ARF Campaigning

I campaign across a shifting portfolio of local, regional and national environmental issues. Here are some of them:

– National:  In its reorganisation at the end of 2011 Friends of the Earth reassigned the staff post of Aviation Campaigner, but we’d working on the subject for the previous 10+ years – gaining some momentum which could not now be put at risk – so I suggested that the activity be undertaken instead by a volunteer campaigner. After all it’s not as if NGO staffers have a monopoly on such expertise. After some debate the necessary protocols have been established – where I work to FOE Head of England Jane Thomas – so now they have their aviation analysis provided free of charge, and  the organisation has been able to keep in the debate as the Davies Commission on Airports Capacity carries out its investigation 2012-15.

You’ll find here the evidence I’ve written wrote for Friends of the Earth concerning the DfT Aviation Policy Framework (submission to the Transport Select Committee – Oct 2012; and to the DfT – November 2012), and then to the Airports (or Davies) Commission concerning Climate Change (May 2013)  and Connectivity/Economic Impact (April 2013). I also appeared before the Select Committee representing FOE on 3rd December 2012 (the evidence is here)
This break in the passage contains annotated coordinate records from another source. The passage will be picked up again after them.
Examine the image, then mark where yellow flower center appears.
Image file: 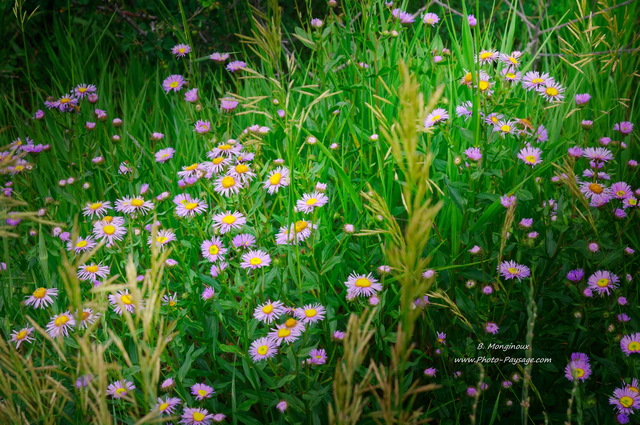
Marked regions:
[222,176,236,189]
[589,183,603,195]
[278,328,291,338]
[284,318,298,329]
[269,173,282,186]
[53,314,69,328]
[222,214,237,224]
[356,277,371,288]
[620,396,633,408]
[236,164,249,174]
[33,288,47,298]
[296,220,309,233]
[84,264,99,273]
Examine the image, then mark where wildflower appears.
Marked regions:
[25,287,58,308]
[231,233,256,248]
[191,384,215,400]
[78,308,100,329]
[306,348,327,365]
[422,13,440,26]
[567,269,584,282]
[115,196,153,215]
[464,148,482,161]
[201,286,216,301]
[171,44,191,58]
[173,193,209,217]
[200,237,227,263]
[269,324,304,345]
[227,61,247,72]
[500,195,516,208]
[499,51,522,68]
[484,322,500,335]
[162,74,186,93]
[424,108,449,128]
[109,289,136,315]
[518,147,542,167]
[82,201,111,218]
[294,304,326,324]
[391,9,415,24]
[47,310,76,338]
[253,300,287,323]
[609,388,640,415]
[107,379,136,398]
[9,327,35,349]
[240,250,271,269]
[587,270,620,295]
[209,52,229,63]
[575,93,591,106]
[78,263,111,280]
[344,273,382,299]
[249,338,278,362]
[213,211,247,234]
[476,50,499,64]
[613,121,633,134]
[498,261,531,280]
[213,175,243,196]
[276,400,288,413]
[264,167,290,194]
[296,192,329,214]
[155,396,182,415]
[564,353,591,382]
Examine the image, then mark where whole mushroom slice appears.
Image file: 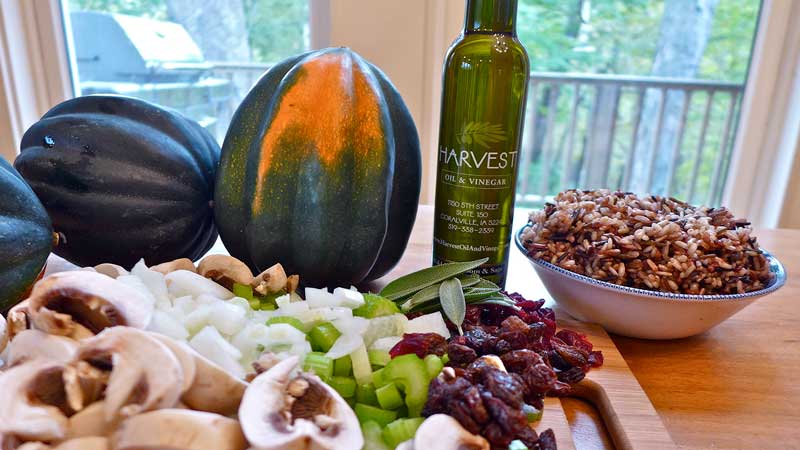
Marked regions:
[150,332,197,393]
[28,271,153,338]
[150,258,197,275]
[75,327,183,422]
[197,255,253,290]
[0,359,70,442]
[7,330,79,366]
[239,356,362,450]
[414,414,491,450]
[113,409,247,450]
[181,347,247,416]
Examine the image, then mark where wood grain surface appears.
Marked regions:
[376,206,800,449]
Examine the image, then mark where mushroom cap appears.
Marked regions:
[53,436,111,450]
[150,258,197,275]
[239,356,364,450]
[414,414,491,450]
[150,333,197,393]
[181,347,247,416]
[28,270,153,337]
[197,255,253,289]
[7,330,79,366]
[94,263,130,278]
[74,327,183,421]
[113,409,247,450]
[0,359,67,442]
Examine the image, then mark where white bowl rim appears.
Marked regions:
[514,222,786,302]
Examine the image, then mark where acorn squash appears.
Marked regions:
[14,95,219,268]
[214,48,421,286]
[0,157,53,312]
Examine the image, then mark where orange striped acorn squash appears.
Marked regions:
[214,48,421,286]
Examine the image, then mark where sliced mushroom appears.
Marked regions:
[53,436,111,450]
[0,314,8,353]
[239,356,362,450]
[6,300,31,341]
[414,414,491,450]
[197,255,253,289]
[253,263,288,295]
[28,271,153,339]
[94,263,130,278]
[181,348,247,416]
[150,333,197,393]
[7,330,78,366]
[114,409,247,450]
[66,400,119,439]
[150,258,197,275]
[0,359,70,442]
[75,327,183,422]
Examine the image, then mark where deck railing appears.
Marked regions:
[203,63,744,206]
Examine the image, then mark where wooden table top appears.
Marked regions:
[378,206,800,449]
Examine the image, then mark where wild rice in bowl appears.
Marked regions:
[522,190,773,295]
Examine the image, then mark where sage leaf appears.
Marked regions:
[380,258,489,301]
[439,278,467,335]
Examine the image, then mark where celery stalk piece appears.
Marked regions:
[353,403,397,427]
[367,350,392,367]
[382,417,425,448]
[328,376,356,398]
[356,383,380,406]
[361,420,394,450]
[350,345,372,384]
[376,353,430,417]
[375,383,404,409]
[303,352,333,380]
[333,355,353,377]
[308,322,342,352]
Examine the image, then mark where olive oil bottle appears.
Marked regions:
[433,0,529,286]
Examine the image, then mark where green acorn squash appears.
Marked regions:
[14,95,219,268]
[214,48,421,286]
[0,157,53,312]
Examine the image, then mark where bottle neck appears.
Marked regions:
[464,0,517,34]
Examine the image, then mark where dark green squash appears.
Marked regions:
[14,95,219,268]
[214,48,421,286]
[0,157,53,312]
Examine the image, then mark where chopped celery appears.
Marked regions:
[233,283,253,300]
[353,294,400,319]
[375,383,403,409]
[267,316,306,333]
[372,369,389,388]
[356,383,379,406]
[353,403,397,427]
[522,403,542,423]
[361,420,394,450]
[333,355,353,377]
[425,355,444,380]
[350,345,372,384]
[376,353,430,417]
[308,322,342,352]
[303,352,333,380]
[367,350,392,367]
[382,417,425,448]
[328,377,356,398]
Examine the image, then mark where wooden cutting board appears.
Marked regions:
[535,314,678,450]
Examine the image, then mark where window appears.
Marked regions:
[517,0,760,206]
[58,0,310,142]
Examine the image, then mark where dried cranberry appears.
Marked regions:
[389,333,447,358]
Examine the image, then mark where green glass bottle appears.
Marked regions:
[433,0,529,286]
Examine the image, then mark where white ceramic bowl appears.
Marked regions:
[514,227,786,339]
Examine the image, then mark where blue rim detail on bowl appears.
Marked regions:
[514,223,786,301]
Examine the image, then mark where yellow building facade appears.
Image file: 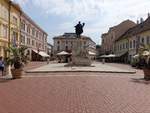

– Regional: the abandonment of the regional tier of policy and decision making (by all three main political parties) has been a major setback for efforts to rebalance the overcentralised British state and the overdominant SE economy. I participated in some of the consultations by IPPR North Northern Economic Futures Commission, leading up to the publication of its report in November 2012 but its interesting conclusions – with the exception, ironically of those relating to airports –  will make no headway against the self-interested inertia of the metropolitan establishment. We do have one outstanding champion in England of the effectiveness of regional powers; unfortunately it’s the Mayor of London.

-Local: After years of campaigning by the local Friends of the Earth group Calderdale Council finally approved in Spring 2012 its climate change reduction strategy and target:  a 40% reduction in carbon emissions by 2020 from a 2005 baseline. Now with just 7 years remaining the real challenge is to devise, organise, finance and implement a carbon reduction process that will bring down the area’s CO2 emissions by around 40,000 tonnes every year. I recently asked the Climate Change minister Greg Barker MP whether his Department for Climate Change & Energy could provide a willing local authority like Calderdale with any assistance in setting up that reduction framework in a way consistent with and contributing to his own national effort – and to prevent councils up and down the land having to reinvent that particular wheel – and his answer, in essence, was No. ‘Localism’ means … you’re on your own.

Nonetheless we will persevere. The first annual Calderdale’s Energy Future conference, trying to energise the process will be held on Monday 14th October 2013 and I’m spending a lot of time on its organisation.